Die Rhön ist als strukturschwache Region auf den Tourismus angewiesen - aber nicht in der jetzigen Situation und in diesem Ausmaß. Autokolonnen säumten Parkplätze, Landstraßen und Feld- und Flurwege. Die Kennzeichen stammen zu großen Teilen nicht aus der Rhön, sondern aus ganz Deutschland.

Und das in einer Zeit, in der wir alle dazu aufgerufen sind, zuhause zu bleiben - aus gutem Grund, das zeigt die Corona-Fallzahl-Karte des Robert-Koch Instituts. Deutschland ist tiefrot gefärbt. Auf den Rhöner Hängen bildeten sich dennoch fröhlich Gruppen - ganz so, als gebe es kein Corona mehr.

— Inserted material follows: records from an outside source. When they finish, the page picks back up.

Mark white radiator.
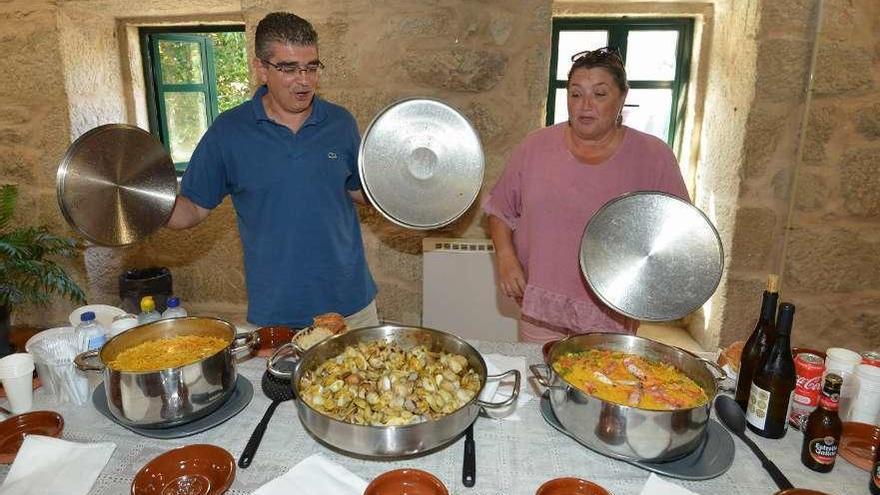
[422,237,519,342]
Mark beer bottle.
[736,273,779,411]
[746,303,796,438]
[868,430,880,495]
[801,373,843,473]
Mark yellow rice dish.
[108,335,228,371]
[553,349,709,410]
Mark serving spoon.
[715,395,794,490]
[238,361,295,468]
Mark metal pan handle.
[477,370,520,409]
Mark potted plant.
[0,184,85,356]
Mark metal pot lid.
[358,98,485,230]
[580,192,724,321]
[56,124,177,246]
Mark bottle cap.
[141,296,156,313]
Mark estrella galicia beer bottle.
[746,303,797,438]
[801,373,843,473]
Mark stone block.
[755,39,811,102]
[856,101,880,140]
[728,207,777,271]
[813,41,874,96]
[840,146,880,221]
[402,47,509,93]
[783,225,880,293]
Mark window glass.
[626,31,678,81]
[159,40,203,84]
[623,88,672,141]
[165,91,208,163]
[556,30,608,81]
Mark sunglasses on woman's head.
[571,46,623,63]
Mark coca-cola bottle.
[746,303,795,438]
[735,273,779,411]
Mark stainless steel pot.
[530,333,725,462]
[74,316,254,428]
[267,325,520,458]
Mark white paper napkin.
[480,354,532,421]
[253,454,367,495]
[0,435,116,495]
[639,473,697,495]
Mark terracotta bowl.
[364,469,449,495]
[535,478,611,495]
[837,421,880,471]
[0,411,64,464]
[256,325,296,356]
[131,444,235,495]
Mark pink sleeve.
[483,144,526,230]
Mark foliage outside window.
[141,26,250,173]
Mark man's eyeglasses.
[261,59,324,77]
[571,46,623,63]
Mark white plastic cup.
[0,353,34,414]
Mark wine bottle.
[746,303,797,438]
[736,273,779,411]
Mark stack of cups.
[0,353,34,414]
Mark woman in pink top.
[483,48,689,342]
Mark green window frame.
[139,25,244,175]
[546,17,694,149]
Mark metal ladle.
[715,395,794,490]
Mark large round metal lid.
[358,98,484,230]
[56,124,177,246]
[580,192,724,321]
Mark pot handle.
[266,342,299,380]
[73,349,104,372]
[697,356,729,387]
[477,370,520,409]
[229,332,257,355]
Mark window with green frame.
[547,18,694,148]
[140,26,249,174]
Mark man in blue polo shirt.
[168,12,378,328]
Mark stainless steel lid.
[56,124,177,246]
[358,98,484,230]
[580,192,724,321]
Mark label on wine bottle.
[746,382,770,430]
[807,435,837,466]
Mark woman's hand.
[498,256,526,300]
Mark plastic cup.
[0,353,34,414]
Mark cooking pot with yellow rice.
[531,333,725,462]
[267,325,520,458]
[75,316,254,428]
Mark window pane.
[626,31,678,81]
[159,40,202,84]
[165,92,208,163]
[556,30,608,81]
[623,89,672,141]
[553,88,568,124]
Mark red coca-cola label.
[809,436,837,466]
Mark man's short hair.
[255,12,318,60]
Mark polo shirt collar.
[251,84,327,127]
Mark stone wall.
[0,0,880,354]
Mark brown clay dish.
[131,444,235,495]
[364,469,449,495]
[535,478,611,495]
[256,325,296,356]
[0,411,64,464]
[838,421,880,471]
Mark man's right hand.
[166,194,211,230]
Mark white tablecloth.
[0,342,868,495]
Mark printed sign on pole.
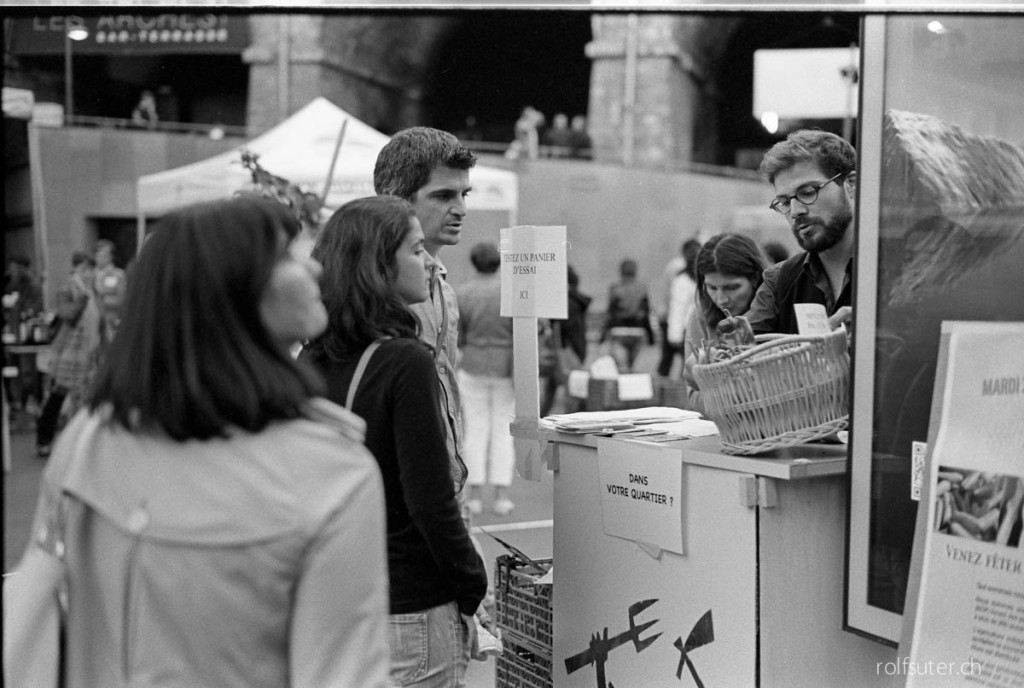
[499,225,568,319]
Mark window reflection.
[867,16,1024,613]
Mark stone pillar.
[587,13,738,168]
[243,14,455,133]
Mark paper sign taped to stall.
[498,225,568,319]
[597,438,686,554]
[793,303,831,335]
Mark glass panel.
[850,15,1024,641]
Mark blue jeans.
[388,602,469,688]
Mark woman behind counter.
[19,197,388,688]
[302,197,487,688]
[683,233,766,412]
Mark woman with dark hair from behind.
[301,196,487,688]
[683,233,766,412]
[20,197,387,688]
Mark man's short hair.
[469,242,502,274]
[374,127,476,202]
[758,129,857,184]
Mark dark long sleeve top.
[301,339,487,614]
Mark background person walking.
[456,243,515,516]
[36,251,100,459]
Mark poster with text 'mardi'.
[900,321,1024,688]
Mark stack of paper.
[544,406,714,434]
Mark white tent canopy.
[136,97,519,220]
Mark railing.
[56,115,761,181]
[463,141,762,181]
[65,115,249,139]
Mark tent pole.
[321,117,348,205]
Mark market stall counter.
[512,420,902,688]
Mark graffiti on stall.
[565,599,715,688]
[673,609,715,688]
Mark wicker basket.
[693,329,850,455]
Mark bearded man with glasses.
[746,129,857,334]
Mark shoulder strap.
[345,339,381,411]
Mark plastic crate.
[495,641,553,688]
[495,554,552,659]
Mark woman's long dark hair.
[696,233,767,335]
[307,196,419,360]
[89,196,322,440]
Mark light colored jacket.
[410,256,466,491]
[29,399,389,688]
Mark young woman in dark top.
[302,197,487,687]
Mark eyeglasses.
[768,172,845,215]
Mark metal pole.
[623,14,639,167]
[65,26,75,118]
[278,14,292,122]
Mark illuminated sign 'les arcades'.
[11,12,249,54]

Touri-Flut: Schlag ins Gesicht

Masken und Abstand? Fehlanzeige. Für diejenigen, die den Lockdown ernst nehmen ein Schlag ins Gesicht - auch wenn sich in der Infektionsverordnung lesen lässt, dass die Wohnung aus triftigen Gründen verlassen werden darf. Zwar ist der Spaziergang erlaubt, jedoch kann eine Anfahrt von über 100 Kilometern zum Schneegenuss nicht als triftiger Grund oder als normaler Spaziergang angesehen werden. Es gibt nun mal kein Menschenrecht auf Schnee.

Nur kümmert das die Vergnügungssüchtigen wenig. Egoistisch reisen sie alle in das Land der Offenen Fernen. Der Eindruck der sich aufdrängt: Ein Parkplatz wird sich ja schon finden. Zuhause bleiben? Das sollen die anderen. Außerdem: Die Kinder sollen ja rodeln dürfen. Asoziale Wohlstandsverwahrlosung am Pistenende.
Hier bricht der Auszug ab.